What you must review yourself
- Whether the privacy or offline requirement is real enough to justify the quality tradeoff
- Whether the model actually fits your hardware without constant swapping and frustration
- Whether the local UX gap is acceptable for the way you like to work
- Whether you are expecting cloud-level reasoning from a smaller local model
Common Mistakes to Avoid
- Expecting cloud-quality results. Local models are valuable, but they are not magic.
- Running models too large for your hardware. Bad fit equals bad experience.
- Not trying quantized models. Smaller practical models often beat idealized bigger ones you cannot run well.
- Ignoring the UX gap. Model quality and tool quality are separate tradeoffs.

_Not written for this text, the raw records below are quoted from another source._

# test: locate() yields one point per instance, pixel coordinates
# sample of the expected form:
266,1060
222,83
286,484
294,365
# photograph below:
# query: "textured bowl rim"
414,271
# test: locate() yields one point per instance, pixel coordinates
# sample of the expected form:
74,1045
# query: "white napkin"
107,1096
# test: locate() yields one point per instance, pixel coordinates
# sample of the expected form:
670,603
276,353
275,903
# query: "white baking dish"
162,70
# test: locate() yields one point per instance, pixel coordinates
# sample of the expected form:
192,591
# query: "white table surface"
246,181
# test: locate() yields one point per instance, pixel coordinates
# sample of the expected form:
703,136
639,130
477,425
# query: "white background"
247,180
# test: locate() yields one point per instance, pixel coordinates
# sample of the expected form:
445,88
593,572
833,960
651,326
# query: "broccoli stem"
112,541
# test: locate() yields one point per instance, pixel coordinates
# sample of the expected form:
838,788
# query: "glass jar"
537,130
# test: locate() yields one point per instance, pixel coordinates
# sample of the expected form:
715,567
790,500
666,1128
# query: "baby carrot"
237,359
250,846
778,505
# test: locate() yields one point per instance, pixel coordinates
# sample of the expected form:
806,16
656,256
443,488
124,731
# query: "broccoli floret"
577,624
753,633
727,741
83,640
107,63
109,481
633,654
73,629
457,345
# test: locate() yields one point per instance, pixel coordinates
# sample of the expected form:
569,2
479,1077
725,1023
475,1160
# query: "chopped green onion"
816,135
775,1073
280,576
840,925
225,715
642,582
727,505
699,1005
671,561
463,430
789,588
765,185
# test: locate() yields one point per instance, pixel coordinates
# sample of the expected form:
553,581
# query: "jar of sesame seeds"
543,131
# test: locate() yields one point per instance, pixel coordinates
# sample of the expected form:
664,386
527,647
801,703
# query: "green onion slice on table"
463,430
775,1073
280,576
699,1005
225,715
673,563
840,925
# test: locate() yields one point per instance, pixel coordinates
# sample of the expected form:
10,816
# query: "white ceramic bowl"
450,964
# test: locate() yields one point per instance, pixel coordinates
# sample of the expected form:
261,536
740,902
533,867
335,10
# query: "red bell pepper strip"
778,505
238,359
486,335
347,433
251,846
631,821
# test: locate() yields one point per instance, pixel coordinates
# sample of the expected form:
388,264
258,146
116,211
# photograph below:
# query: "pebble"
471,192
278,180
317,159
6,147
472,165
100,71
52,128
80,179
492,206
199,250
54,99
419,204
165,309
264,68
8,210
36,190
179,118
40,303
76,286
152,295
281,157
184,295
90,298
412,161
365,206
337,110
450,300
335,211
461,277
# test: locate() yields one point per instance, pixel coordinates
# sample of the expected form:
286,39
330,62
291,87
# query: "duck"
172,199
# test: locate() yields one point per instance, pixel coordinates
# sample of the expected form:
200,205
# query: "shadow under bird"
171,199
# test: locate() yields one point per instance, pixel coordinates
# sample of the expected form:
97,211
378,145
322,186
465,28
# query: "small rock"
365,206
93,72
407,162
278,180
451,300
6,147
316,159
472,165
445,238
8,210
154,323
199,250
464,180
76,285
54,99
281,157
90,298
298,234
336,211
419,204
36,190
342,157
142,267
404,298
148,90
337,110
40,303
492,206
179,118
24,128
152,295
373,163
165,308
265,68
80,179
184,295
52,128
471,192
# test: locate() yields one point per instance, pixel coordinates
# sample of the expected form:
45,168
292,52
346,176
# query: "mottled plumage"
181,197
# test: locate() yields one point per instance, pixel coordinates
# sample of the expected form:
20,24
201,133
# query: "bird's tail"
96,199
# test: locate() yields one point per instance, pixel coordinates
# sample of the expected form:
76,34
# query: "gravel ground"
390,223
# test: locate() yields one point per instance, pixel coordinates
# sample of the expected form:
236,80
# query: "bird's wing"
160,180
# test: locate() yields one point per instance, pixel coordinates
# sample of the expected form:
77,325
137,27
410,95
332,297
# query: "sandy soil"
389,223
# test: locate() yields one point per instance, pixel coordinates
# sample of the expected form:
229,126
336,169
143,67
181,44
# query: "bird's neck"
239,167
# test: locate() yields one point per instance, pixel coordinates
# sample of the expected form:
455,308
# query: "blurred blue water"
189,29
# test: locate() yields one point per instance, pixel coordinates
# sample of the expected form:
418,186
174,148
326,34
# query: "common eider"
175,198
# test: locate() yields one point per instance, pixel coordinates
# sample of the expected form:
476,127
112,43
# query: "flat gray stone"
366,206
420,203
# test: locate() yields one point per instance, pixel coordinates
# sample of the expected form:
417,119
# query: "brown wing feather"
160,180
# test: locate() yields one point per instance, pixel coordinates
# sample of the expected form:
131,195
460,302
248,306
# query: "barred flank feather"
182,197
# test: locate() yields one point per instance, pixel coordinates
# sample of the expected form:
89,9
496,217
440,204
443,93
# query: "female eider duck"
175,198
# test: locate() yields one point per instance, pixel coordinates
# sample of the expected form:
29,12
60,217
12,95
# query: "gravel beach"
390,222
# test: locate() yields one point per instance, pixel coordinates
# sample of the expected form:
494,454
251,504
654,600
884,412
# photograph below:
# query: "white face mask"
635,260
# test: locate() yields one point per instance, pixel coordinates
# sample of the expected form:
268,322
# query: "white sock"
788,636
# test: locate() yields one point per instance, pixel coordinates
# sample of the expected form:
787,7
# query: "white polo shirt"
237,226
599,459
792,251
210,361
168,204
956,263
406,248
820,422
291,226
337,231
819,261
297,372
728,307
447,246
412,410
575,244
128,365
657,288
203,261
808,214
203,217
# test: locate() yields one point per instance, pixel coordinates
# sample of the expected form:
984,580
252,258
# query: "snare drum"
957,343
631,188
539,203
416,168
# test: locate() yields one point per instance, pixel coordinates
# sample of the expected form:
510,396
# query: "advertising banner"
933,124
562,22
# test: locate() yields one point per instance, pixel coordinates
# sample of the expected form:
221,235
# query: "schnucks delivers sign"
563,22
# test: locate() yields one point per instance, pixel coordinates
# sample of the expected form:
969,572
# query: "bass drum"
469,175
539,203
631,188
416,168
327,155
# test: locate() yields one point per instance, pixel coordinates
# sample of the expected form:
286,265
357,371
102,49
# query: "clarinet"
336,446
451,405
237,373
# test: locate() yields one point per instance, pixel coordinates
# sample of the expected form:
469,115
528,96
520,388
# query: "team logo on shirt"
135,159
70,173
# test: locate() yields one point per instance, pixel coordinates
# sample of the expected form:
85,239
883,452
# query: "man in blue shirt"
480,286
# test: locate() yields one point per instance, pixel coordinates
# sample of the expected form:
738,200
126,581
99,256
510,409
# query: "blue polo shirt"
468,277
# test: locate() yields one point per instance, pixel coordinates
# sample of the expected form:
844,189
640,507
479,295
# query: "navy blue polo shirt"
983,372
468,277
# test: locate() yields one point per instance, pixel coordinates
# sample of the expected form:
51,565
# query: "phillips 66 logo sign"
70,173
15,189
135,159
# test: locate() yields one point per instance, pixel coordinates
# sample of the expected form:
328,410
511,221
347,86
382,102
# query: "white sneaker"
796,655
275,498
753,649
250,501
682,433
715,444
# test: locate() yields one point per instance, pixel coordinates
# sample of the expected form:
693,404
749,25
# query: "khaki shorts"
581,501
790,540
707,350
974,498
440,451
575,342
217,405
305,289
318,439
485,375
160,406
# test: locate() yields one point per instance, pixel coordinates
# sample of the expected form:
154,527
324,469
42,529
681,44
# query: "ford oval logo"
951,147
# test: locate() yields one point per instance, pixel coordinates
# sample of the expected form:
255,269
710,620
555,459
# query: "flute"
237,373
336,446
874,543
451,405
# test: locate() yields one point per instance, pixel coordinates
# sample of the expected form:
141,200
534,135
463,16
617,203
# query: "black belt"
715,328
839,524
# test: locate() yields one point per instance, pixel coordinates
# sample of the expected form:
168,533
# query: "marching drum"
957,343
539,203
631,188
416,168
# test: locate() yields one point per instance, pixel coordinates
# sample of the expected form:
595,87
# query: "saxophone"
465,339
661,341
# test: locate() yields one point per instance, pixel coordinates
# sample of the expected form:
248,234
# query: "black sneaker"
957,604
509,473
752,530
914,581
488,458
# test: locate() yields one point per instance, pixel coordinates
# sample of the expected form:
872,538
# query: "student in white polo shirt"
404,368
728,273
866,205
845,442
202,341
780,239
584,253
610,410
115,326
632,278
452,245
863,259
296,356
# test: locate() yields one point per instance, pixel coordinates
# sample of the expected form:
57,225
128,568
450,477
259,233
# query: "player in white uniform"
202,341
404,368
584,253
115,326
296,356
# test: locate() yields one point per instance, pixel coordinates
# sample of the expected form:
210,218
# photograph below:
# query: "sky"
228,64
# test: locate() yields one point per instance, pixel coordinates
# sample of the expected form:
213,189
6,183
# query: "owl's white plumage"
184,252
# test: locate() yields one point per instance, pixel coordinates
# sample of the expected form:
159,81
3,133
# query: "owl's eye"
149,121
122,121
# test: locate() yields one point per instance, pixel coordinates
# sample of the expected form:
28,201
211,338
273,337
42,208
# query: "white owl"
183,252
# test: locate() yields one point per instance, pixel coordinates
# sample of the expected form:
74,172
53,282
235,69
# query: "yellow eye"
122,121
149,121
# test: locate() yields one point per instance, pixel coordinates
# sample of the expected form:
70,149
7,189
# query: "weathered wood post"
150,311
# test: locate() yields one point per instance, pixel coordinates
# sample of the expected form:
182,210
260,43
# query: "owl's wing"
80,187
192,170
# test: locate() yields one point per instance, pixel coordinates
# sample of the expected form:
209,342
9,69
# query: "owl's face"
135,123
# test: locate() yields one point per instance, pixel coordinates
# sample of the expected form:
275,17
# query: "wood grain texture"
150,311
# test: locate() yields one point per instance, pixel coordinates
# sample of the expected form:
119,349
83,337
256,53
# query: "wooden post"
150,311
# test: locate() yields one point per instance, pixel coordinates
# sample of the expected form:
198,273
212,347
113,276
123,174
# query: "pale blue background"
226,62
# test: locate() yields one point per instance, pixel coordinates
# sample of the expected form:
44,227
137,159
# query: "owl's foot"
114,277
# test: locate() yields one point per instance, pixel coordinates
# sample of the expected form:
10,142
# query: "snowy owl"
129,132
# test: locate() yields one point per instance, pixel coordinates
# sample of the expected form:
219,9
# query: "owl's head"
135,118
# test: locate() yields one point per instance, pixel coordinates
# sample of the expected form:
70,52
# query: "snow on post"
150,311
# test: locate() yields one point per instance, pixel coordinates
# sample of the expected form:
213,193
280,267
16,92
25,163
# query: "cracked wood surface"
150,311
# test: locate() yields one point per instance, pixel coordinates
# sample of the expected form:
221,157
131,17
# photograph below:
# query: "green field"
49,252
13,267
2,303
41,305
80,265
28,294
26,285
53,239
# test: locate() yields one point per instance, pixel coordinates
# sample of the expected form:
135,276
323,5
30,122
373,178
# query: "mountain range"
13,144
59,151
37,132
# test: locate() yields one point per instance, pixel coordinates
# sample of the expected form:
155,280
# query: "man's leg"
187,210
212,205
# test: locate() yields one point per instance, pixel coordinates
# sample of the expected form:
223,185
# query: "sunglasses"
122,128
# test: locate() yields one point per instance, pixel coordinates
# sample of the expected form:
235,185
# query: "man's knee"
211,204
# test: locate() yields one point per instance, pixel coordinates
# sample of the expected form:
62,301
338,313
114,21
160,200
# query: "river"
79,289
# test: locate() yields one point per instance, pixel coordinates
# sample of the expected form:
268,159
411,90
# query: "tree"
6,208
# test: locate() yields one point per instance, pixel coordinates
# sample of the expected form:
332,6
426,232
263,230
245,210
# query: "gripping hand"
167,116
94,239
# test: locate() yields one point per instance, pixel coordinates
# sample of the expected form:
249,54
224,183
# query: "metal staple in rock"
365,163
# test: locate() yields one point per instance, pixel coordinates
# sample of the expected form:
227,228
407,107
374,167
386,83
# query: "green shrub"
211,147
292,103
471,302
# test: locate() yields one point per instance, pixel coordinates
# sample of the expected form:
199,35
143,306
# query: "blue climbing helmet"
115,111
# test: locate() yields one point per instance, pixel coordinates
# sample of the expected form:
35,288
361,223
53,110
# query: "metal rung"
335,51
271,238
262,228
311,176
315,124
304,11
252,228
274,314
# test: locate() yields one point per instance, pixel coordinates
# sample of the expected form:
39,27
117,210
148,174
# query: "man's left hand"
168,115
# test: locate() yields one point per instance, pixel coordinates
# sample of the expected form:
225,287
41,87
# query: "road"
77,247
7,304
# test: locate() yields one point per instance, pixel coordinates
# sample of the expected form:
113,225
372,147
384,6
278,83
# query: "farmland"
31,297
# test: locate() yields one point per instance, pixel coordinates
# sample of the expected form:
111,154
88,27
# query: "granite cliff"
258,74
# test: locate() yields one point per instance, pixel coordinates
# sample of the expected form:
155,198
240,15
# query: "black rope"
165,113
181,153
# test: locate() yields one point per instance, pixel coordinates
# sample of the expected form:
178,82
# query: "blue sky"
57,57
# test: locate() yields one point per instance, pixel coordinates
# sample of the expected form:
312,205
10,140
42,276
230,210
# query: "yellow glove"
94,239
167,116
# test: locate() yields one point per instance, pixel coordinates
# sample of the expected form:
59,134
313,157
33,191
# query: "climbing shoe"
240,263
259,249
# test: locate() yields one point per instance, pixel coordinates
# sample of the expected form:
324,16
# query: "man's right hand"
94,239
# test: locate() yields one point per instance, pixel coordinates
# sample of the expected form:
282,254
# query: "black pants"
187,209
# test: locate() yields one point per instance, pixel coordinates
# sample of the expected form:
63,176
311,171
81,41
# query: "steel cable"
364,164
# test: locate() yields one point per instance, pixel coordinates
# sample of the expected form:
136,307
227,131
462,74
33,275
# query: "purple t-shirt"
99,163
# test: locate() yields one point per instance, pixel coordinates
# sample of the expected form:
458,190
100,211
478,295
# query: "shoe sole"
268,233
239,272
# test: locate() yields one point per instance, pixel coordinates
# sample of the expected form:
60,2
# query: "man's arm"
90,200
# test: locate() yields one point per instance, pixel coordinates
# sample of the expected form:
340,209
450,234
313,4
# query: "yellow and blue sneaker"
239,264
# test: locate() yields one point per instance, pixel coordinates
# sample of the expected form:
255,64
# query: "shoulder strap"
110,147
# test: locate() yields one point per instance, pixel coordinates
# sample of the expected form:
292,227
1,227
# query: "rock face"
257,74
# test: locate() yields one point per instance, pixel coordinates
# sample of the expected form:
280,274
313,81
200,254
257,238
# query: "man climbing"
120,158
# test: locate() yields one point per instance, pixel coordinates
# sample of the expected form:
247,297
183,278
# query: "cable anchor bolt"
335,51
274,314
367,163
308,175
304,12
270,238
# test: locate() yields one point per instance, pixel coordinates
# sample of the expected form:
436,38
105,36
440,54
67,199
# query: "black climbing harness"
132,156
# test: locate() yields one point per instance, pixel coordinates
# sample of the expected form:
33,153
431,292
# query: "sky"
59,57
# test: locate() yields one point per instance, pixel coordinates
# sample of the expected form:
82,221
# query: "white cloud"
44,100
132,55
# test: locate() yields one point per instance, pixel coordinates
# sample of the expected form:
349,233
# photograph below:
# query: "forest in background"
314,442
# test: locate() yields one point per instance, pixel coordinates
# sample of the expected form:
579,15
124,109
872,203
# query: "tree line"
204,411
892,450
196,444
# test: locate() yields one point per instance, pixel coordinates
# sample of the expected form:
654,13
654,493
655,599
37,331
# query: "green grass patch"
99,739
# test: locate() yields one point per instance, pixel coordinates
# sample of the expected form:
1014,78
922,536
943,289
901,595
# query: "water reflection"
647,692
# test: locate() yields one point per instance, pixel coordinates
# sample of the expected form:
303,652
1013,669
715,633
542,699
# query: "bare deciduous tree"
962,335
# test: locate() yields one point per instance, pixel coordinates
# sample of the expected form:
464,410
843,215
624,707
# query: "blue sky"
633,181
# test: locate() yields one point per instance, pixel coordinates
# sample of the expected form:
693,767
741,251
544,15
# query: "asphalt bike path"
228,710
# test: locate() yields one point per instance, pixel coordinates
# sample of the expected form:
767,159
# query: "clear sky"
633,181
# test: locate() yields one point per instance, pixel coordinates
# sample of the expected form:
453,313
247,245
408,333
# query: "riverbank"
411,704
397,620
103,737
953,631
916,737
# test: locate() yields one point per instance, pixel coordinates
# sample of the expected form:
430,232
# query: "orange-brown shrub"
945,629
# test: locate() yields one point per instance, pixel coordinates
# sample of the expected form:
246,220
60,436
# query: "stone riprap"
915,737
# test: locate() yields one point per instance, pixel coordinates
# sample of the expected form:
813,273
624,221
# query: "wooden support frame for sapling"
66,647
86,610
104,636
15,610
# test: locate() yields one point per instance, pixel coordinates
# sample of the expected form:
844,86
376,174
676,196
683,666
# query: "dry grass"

- Using local when cloud is better. Principle should not override task fit without a reason.
Key takeaways
- Local models trade top-end capability for privacy, control, and offline access
- Hardware fit matters as much as model choice
- Ollama and LM Studio lower the barrier, but they do not erase the tradeoffs
- A hybrid workflow often beats a purely local or purely cloud stance
What's Next
You have now completed the ai-tools path end to end. The next step is to apply these choices deliberately:
- choose the right tool for the task instead of defaulting blindly
- set the right provider, budget, and context strategy before scale makes mistakes expensive
- treat prompts, context files, and review discipline as part of the engineering workflow
That is how AI assistance becomes leverage instead of chaos.